2月26日に開催された南米産業開発青年隊協会(渡邉進会長)の定期総会におけるパラナ州からの唯一の参加者で、来聖も10年ぶり。青年隊9期として日本で研修を受けたが、その後、米国カリフォルニア州で2年を過ごし、それから「10期以降」として1965年に渡伯した。
青年隊は日本で土木建築技術を習ってくるので、当地でもその関係の技術者になる人が多い。だが齋藤さんの場合、渡伯時にはウマラーマ実習場がなくなっており、いきなりパラナ州グァイラーで薄荷づくりを始めたという変わり種だ。3年目にサビ病が入り、次の移転先を探し始めた。
グァイラーには当時セッチ・ケーダスという有名な滝があり、のちに下流にダムができて水没した。齋藤さんの出身県には有名な華厳の滝があり、米国時代には近くにヨセミテの滝があったことから「滝に縁がある」と思い、次の移転先は同じ州内のイグアスの滝にしたという。
齋藤さんは移転後、五つ星のホテル・ダス・カタラタスのフロントマンなどを経て、ツアーガイドやコーディネーター業を始めた。そんな1985年頃、有名ジャーナリストの故立花隆を案内したことも。映画『ミッション』の配給会社が、日本人にはなじみのない歴史なので有名人を現地に招待して解説してもらった方が良いとの趣旨から立花隆を招へいし、齋藤さんがゆかりの地を案内したという。
同映画は、18世紀のパラナ川上流域で先住民グアラニー族へのキリスト教布教をするイエズス会宣教師たちの葛藤を描いたもの。

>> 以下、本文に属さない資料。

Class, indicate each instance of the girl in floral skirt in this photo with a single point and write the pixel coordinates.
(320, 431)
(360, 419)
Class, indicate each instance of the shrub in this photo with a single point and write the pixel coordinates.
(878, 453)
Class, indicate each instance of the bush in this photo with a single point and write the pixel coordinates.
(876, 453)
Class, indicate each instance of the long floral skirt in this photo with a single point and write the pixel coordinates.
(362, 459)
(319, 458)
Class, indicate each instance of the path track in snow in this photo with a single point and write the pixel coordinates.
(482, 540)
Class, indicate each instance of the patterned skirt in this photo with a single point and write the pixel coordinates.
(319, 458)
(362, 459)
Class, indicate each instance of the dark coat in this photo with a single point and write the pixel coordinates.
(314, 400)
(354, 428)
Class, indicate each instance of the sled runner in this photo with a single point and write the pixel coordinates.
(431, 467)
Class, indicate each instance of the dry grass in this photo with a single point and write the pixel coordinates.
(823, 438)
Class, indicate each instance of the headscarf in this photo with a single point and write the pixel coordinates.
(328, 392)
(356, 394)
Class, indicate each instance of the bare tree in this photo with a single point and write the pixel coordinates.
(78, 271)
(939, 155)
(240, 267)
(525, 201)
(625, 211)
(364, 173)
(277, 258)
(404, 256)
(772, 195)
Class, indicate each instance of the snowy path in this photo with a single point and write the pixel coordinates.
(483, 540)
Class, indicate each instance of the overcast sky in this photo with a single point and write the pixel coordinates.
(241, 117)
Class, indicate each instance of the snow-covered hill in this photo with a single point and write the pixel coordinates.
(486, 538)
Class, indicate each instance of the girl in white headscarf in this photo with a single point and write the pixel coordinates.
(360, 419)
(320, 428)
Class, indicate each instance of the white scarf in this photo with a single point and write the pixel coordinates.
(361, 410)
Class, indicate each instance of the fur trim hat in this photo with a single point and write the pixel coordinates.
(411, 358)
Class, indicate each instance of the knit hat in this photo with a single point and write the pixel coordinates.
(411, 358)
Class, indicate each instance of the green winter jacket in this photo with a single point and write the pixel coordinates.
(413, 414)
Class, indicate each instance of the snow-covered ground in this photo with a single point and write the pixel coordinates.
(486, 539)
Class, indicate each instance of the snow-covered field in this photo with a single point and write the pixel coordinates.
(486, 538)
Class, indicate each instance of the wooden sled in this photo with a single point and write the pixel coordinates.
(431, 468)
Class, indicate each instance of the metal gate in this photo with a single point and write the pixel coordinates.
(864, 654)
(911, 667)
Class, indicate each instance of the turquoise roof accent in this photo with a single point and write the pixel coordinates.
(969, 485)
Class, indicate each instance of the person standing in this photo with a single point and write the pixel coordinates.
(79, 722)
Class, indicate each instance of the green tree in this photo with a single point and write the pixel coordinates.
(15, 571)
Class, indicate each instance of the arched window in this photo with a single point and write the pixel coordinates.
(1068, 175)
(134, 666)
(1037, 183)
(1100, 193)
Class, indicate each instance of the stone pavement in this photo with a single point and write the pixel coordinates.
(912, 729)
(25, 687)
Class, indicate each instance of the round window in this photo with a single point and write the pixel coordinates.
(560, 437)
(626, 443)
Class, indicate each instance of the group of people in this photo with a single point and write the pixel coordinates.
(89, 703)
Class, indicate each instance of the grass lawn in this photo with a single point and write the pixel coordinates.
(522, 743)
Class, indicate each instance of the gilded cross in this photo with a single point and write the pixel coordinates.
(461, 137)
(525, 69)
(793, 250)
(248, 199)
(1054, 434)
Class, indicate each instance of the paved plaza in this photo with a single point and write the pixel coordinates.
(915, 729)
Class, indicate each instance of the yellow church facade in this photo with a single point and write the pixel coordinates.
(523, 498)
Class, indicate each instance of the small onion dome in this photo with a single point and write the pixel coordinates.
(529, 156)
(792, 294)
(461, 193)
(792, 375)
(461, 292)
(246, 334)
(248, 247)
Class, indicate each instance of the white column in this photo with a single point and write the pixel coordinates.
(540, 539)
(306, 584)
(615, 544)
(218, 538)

齋藤さんはその時の思い出を青年隊機関誌211号に寄稿した。そこではサンミゲル教会遺跡の休憩所での立花隆との会話が描写されている。《二人のブラジル人の女の子が入ってきて、アイスクリームを舐め始めました。それを立花氏が見て指さしながら「斎藤さん、あの子たちの舐め方、ちょっとエロチックじゃない?」》と言ってきて、斎藤さんと二人で大笑いしたとのこと。斎藤さんは《「日本の知の巨人」といえども、人の子ですね》と書く。
齋藤さんは「立花隆さんはすごく熱心に3カ国にまたがるインディオ教化部落を詳細に取材していた。その後に来た村上龍さんはどちらかと言えばドラード釣りの方が中心で、教化部落取材の方は付け足しのような感じでしたかね」と思い出す。
齋藤さんは1990年にイグアス旅行社(電話45・3574・4983)を創業、2009年には自前のホテルも開業。「コロナ前には日本から滝観光に毎年平均7千人の観光客が来ていた。一番多かったのは2013年の1万5千人かな」と振り返るが、「パンデミック以降はゼロだよ、ゼロ」と残念そうな表情を浮かべた。
世界からの観光客は確実に復活の兆しを見せている。日本からも近いうちに元通りになるかもしれない。